Core Message
In this technical talk, John Carmack, founder of Keen Technologies, argues that while Large Language Models (LLMs) are impressive, they are not the path to Artificial General Intelligence (AGI). The true frontier lies in solving fundamental, yet-unsolved problems in reinforcement learning (RL) that even simple animals master, such as continuous learning, transfer learning, and acting under real-world constraints. He makes a compelling case for using the “solved” Atari game environment to tackle these deeper challenges, culminating in a demonstration of an RL agent learning to play a physical Atari console with a robotic arm.
Key Arguments & Findings
1. The Limits of Current AI
- LLMs Aren’t the Whole Answer: Carmack views LLMs as a “giant blender” of existing human knowledge. While magical, they fundamentally cannot learn new things from scratch or handle novel situations in the way a child or animal can.
- Engineering vs. Science: He contrasts his past work in engineering (where there’s a clear line of sight to a solution) with his current work in AI, which he sees as true science—an exploration for knowledge nobody currently possesses.
2. Why Atari is Still a Crucial Benchmark
- Unbiased and Diverse: Unlike custom-built research environments, the 100+ Atari games were designed for humans, offering an unbiased and rich set of challenges.
- Far from Solved: While agents can achieve superhuman scores with massive amounts of training (e.g., 200 million frames), they fail at learning quickly. On benchmarks like Atari 100K (learning in under 2 hours), their performance is unimpressive, highlighting a major gap compared to human learning.
- Avoids ‘Cheating’: Modern games tempt researchers to bypass hard perception problems by accessing internal game data (like inventory or position). Atari forces agents to learn from pixels alone, just as a human would.
3. The ‘Robo-Atari’ Project: Learning in the Real World
To expose the flaws in simulation-based learning, Carmack’s team built a system where an agent plays a physical Atari console.
- The Setup: A camera watches the screen, and a robotic actuator (the “Rootroller”) physically moves the joystick.
- Latency is a Killer: The real world isn’t turn-based; the environment doesn’t wait for the agent. The ~180ms of end-to-end latency, while human-like, causes many state-of-the-art RL algorithms to fail because they assume an action’s consequence is immediate.
- Perception is Hard: The single most difficult technical problem was not the learning algorithm, but reliably reading the score from the screen via a camera to provide a reward signal.
- Physicality Matters: The agent had to learn to compensate for the physical quirks of the robot, such as the delay between moving the joystick and pressing the fire button.
4. Major Unsolved RL Problems
Carmack outlines the core research his company is focused on, using suites of Atari games as the testbed:
- Sequential Learning & Catastrophic Forgetting: Agents trained on one game forget it after learning a new one. This is a primary unsolved problem.
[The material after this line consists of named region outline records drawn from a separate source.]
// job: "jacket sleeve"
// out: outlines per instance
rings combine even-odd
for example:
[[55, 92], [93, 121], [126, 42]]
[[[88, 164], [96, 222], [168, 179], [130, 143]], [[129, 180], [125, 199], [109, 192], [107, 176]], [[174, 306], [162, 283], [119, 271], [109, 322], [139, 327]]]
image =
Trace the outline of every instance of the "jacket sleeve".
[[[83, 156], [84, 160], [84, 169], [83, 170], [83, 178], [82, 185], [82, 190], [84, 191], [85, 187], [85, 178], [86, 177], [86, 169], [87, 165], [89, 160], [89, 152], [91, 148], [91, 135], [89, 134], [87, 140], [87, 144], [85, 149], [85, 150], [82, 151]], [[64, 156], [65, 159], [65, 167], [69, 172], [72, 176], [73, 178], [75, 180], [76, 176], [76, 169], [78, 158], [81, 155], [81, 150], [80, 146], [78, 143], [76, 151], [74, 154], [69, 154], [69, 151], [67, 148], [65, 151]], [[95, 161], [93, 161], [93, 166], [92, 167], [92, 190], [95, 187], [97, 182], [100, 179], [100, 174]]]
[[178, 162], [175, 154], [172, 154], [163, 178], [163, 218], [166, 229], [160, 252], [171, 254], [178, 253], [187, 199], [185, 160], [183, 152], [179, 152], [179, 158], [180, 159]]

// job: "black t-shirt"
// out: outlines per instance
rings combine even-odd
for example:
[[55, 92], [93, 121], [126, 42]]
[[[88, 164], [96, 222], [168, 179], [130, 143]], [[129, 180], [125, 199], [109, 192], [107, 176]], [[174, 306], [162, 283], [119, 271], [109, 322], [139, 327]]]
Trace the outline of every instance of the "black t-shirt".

- Transfer Learning: The ability to learn a new game faster after mastering others has “almost completely failed” in RL research.
- Sparse Rewards & Intrinsic Motivation: Agents need to learn without constant rewards, driven by curiosity, much like humans who don’t stare at the score while playing a game.
Conclusion & Call to Action
The path to more general intelligence requires moving beyond optimizing scores in perfect simulations. Carmack advocates for a new community benchmark focused on sequential multitask learning across a suite of Atari games. This would force researchers to confront catastrophic forgetting and transfer learning directly. He stresses that an agent’s ability to learn and adapt under real-world constraints like latency and imperfect perception is a more meaningful measure of progress than achieving a high score on a single, isolated task.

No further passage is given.